The Drum Beats of a Second Recession
If you read daily headlines – the constant drum beats of no job growth, declining housing prices, and European Debt Crisis can make you feel like you’re on a constant roller coaster and hanging on for your life. The reality is that the US and World economies are much interconnected. The US Banking and Mortgage Crisis sent us into a recession in 2008 and the European Debt Crisis is hurting banks once again threatening to stall recovery and send the US back in to recession.
In the August 2011 the Bureau of Labor Statistics reported that the US economy added zero new jobs and the Nation’s Unemployment rate is holding steady at 9.1%. Job growth was actually negative for the June and July period because the previously report June and July numbers were adjusted down by 58,000 jobs.
The weaker than expected jobs outlook and concerns over European Debt and Banking defaults have resulted in an 18% correction in the US Equities market since 7/19/11. One positive is that the selloff in the stock market and flight of investor to less risky assets has resulted in rally in the bond market. The bond market rally has further pushed home mortgage rates to an all time low.

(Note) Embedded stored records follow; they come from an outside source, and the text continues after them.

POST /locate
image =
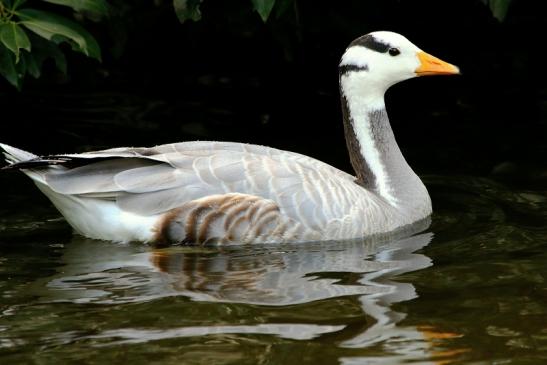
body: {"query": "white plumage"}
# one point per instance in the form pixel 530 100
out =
pixel 202 192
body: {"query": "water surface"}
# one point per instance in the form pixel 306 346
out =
pixel 469 289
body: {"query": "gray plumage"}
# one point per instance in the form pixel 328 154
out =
pixel 205 192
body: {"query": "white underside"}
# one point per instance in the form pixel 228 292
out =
pixel 102 219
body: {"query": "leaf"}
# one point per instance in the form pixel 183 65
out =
pixel 97 8
pixel 187 9
pixel 14 38
pixel 42 50
pixel 51 27
pixel 7 67
pixel 264 8
pixel 18 3
pixel 499 8
pixel 33 67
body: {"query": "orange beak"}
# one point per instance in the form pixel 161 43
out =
pixel 430 65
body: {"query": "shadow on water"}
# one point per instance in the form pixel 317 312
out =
pixel 472 288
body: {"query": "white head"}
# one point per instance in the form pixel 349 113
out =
pixel 378 60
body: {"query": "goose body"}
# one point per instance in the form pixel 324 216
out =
pixel 214 192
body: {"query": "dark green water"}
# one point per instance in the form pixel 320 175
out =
pixel 470 289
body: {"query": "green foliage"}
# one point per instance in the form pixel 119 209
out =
pixel 263 8
pixel 29 36
pixel 498 7
pixel 187 10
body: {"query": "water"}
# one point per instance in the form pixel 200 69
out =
pixel 469 289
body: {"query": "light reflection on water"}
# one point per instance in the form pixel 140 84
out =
pixel 477 283
pixel 104 273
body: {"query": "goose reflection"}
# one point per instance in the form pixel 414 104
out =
pixel 361 273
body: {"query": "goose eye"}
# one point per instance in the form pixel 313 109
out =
pixel 394 51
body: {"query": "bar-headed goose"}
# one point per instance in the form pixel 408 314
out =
pixel 206 192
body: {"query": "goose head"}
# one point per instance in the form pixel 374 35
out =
pixel 374 62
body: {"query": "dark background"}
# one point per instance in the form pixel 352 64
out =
pixel 232 77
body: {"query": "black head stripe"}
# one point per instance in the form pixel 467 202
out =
pixel 372 43
pixel 344 69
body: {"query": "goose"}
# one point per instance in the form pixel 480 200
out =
pixel 202 192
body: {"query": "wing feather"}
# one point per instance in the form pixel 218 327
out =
pixel 153 180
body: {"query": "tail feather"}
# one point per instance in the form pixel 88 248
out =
pixel 14 155
pixel 17 158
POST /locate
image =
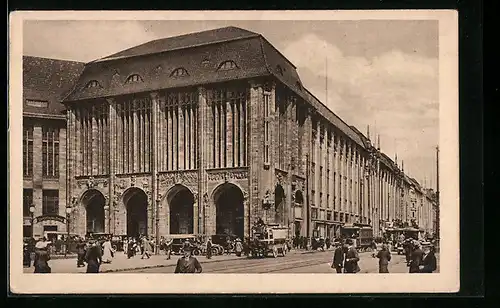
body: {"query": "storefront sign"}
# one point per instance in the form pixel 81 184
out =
pixel 58 218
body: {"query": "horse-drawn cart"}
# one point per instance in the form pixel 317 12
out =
pixel 268 239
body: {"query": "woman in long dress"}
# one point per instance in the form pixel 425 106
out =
pixel 107 252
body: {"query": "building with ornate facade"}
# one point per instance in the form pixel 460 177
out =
pixel 208 132
pixel 45 83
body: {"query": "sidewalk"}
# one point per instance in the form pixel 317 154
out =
pixel 121 263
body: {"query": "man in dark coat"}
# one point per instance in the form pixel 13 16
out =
pixel 209 248
pixel 351 258
pixel 338 257
pixel 188 264
pixel 384 256
pixel 416 258
pixel 80 250
pixel 429 261
pixel 93 257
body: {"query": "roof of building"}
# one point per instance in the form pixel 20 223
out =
pixel 46 82
pixel 182 42
pixel 200 55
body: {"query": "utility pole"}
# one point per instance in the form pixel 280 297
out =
pixel 308 216
pixel 437 193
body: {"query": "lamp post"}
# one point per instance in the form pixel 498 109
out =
pixel 32 218
pixel 68 212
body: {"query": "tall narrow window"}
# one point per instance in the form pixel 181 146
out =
pixel 50 202
pixel 267 133
pixel 27 201
pixel 50 151
pixel 28 150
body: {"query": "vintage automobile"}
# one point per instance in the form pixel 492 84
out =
pixel 268 239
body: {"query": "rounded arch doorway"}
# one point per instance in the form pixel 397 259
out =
pixel 136 204
pixel 279 203
pixel 94 201
pixel 181 200
pixel 229 219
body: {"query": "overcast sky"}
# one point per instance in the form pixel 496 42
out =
pixel 379 73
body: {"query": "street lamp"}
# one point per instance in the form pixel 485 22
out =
pixel 68 212
pixel 32 217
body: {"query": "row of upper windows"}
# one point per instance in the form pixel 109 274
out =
pixel 178 72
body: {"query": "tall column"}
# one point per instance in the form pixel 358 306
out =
pixel 202 156
pixel 113 153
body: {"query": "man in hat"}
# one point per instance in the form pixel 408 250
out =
pixel 238 247
pixel 187 264
pixel 416 258
pixel 429 262
pixel 338 257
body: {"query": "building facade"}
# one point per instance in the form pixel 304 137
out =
pixel 45 82
pixel 208 132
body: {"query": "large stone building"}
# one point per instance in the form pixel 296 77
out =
pixel 45 84
pixel 207 132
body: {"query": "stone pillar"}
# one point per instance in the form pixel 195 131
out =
pixel 203 143
pixel 255 146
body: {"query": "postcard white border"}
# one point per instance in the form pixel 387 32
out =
pixel 447 280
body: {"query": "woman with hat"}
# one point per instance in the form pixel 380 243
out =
pixel 238 247
pixel 429 261
pixel 93 257
pixel 42 256
pixel 187 264
pixel 384 256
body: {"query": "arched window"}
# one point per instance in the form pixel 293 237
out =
pixel 227 65
pixel 93 84
pixel 134 78
pixel 279 70
pixel 179 72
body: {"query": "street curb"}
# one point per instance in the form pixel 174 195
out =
pixel 155 266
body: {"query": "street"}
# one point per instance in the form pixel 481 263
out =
pixel 306 263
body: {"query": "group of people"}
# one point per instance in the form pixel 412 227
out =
pixel 345 257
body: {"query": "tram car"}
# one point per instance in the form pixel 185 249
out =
pixel 268 240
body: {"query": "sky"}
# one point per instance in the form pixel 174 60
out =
pixel 377 73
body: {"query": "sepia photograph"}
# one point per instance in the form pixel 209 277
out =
pixel 257 150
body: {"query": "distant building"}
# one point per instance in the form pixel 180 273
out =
pixel 45 83
pixel 206 133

So how should the typical consumer respond to the current market conditions? There is overwhelming political talk these day about balancing the budget, cutting spending and getting our fiscal house in order. We have little control on whether or not that will happen at the Federal and State level. However, consumers can take control of their own finances and cut expenses by refinancing that home at today’s historic low rates and limiting discretionary spending. Every effort should also be made to avoid the use of high rate consumer debt, bank transaction costs, and the penalties associated with delinquent property tax payments.